TV preview by Steve Bennett

The team behind Quacks, BBC Two’s new period medical comedy, are very proud of the research they’ve put in to ensure their scripts are historically accurate.

For there’s plenty of gruesome black humour in the barbaric surgical practices and misunderstanding of even basic medicine among the doctors of 1840s London, while the unenlightened social attitudes towards women and the mentally ill have a dark irony from a modern perspective.

Writer James Wood is clearly seduced by this fascinating era of very early scientific discovery, as well as the fact that the top surgeons of the day were celebrities, performing their bloody procedures in front of an audience – it’s called an operating theatre for a reason.

There is, in the first episode at least, a bit of a feeling that exploring the primitive, bloody medicine has been put ahead of developing the characters, which is the thing that will keep viewers coming back. But given that he also wrote Rev, Wood has a track record of creating figures who rather subtly inveigle themselves into your affections, so time will tell.

Count Arthur Strong’s Rory Kinnear is Robert, the epitome of the starry surgeon: arrogant and womanising, coolly drawing on a cigarette as he performs some grisly butchery. But he’s neglecting his wife Caroline (Lydia Leonard) who flirts with his colleagues by describing her sexual frustrations as medical symptoms. She’s frustrated professionally, too, as she’s keen to enter medicine – a laughable idea that such a thing could be a ‘girl’s job’.

The object of her seduction is William (Matthew Baynton), a psychiatrist – or ‘alienist’– who has the radical idea that trying to beat obsessive-compulsive behaviour out of someone might not be the best cure.

Tom Basden completes the central cast is as John, a backstreet dentist who we first meet practising on a disgusting crone of a hooker, who is dabbling in early anaesthesia… mainly on himself.

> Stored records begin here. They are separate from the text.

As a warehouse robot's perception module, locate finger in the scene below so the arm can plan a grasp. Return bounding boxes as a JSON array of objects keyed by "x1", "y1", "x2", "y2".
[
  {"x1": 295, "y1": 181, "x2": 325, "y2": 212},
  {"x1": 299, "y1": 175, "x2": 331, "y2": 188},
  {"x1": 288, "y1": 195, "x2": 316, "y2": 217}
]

For all the period realism, there’s the occasional flash of Pythonesque humour – the patient being told that he doesn’t want to keep his leg, for instance. But generally, the comedy is underplayed – this is not Blackadder in a hospital – and the mordant wit left in the background.

The usual elements that fuel both medical dramas and medical comedies are present and writ large: the ever-present spectre of death, and the failings of our bodies. Witness the facial tumour that would be big enough to warrant its own mention in the credits, or the innkeeper worried about his ‘leaking sperm’. The cure? Mercury, maybe with a dash of his wife’s urine…

• Quacks is on BBC Two at 10pm tonight.